L'opposizione? Meglio si prenda un anno sabbatico

Lo ha detto oggi il deputato della Lega Nord, e Segretario dell’Ufficio di presidenza della Camera, Giacomo Stucchi

«Se ci fosse in atto un tentativo di instaurare una «dittatura dolce», come la definisce Antonio Di Pietro tutte le volte che gli capita di essere invitato in qualche salotto televisivo, di certo non sarebbe consentito all’ex Pm di spararle sempre più grosse. Così come non accadrebbe che un esponete del Pd, come Massimo D’Alema, dichiari che il premier «manipola le regole della democrazia per fini personali e di parte».

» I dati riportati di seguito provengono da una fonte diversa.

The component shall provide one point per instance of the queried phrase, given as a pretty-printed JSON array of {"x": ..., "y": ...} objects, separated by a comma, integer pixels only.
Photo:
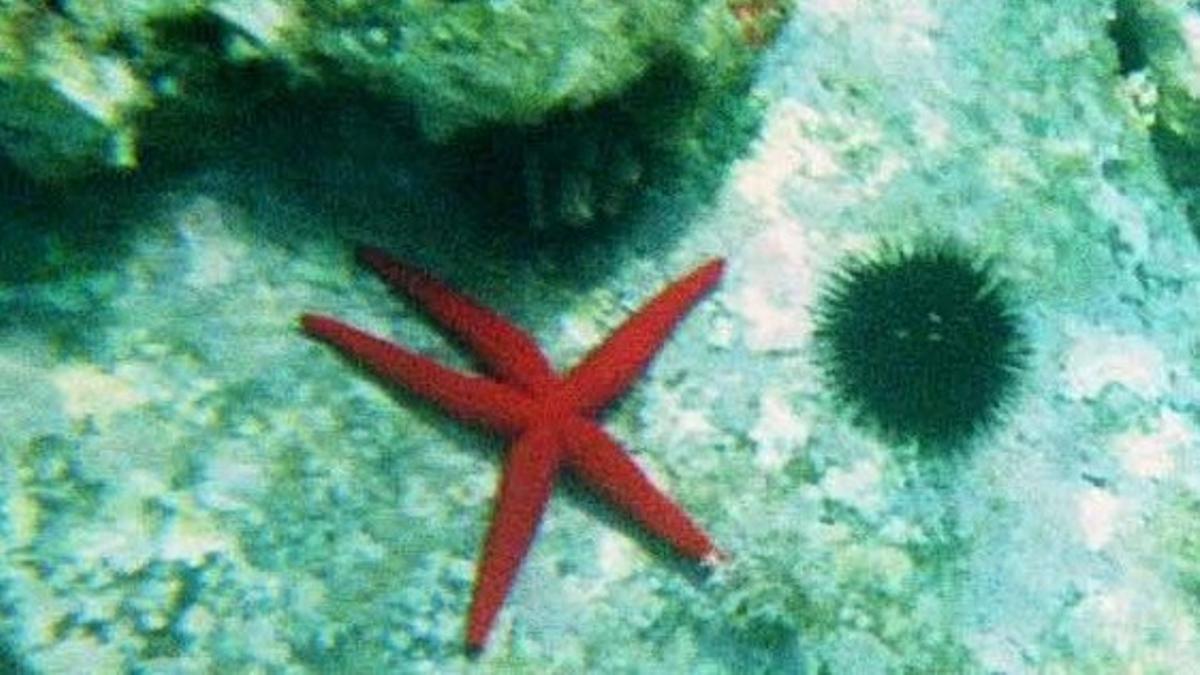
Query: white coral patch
[
  {"x": 786, "y": 151},
  {"x": 1097, "y": 511},
  {"x": 1099, "y": 359},
  {"x": 778, "y": 432},
  {"x": 780, "y": 282},
  {"x": 89, "y": 392},
  {"x": 857, "y": 487}
]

In queste condizioni, è facile prevedere che sino a quando esponenti della sinistra andranno in televisione a fare questo tipo di dichiarazioni, il Governo sarà sempre più popolare». Lo ha detto oggi il deputato della Lega Nord, e Segretario dell’Ufficio di presidenza della Camera, Giacomo Stucchi, a margine dei lavori parlamentari. «C’è, forse – ha aggiunto il parlamentare del Carroccio - un po’ di retaggio veterocomunista in questo tipo di comunicazione, che ricorda lo stile in auge nell’ex Unione Sovietica, quando una bugia, a forza di ripeterla sempre, diventava realtà. Ma per fortuna, non viviamo né in quel sistema né in quell’epoca. Se proprio non riesce, ai dirigenti della sinistra, di essere obiettivi e di riconoscere che, nelle condizioni date, il Governo ha fatto la sua parte per risolvere i tanti problemi sul tappeto, allora meglio prendere un anno sabbatico e tornare quando c’è un po’ più di serenità di giudizio».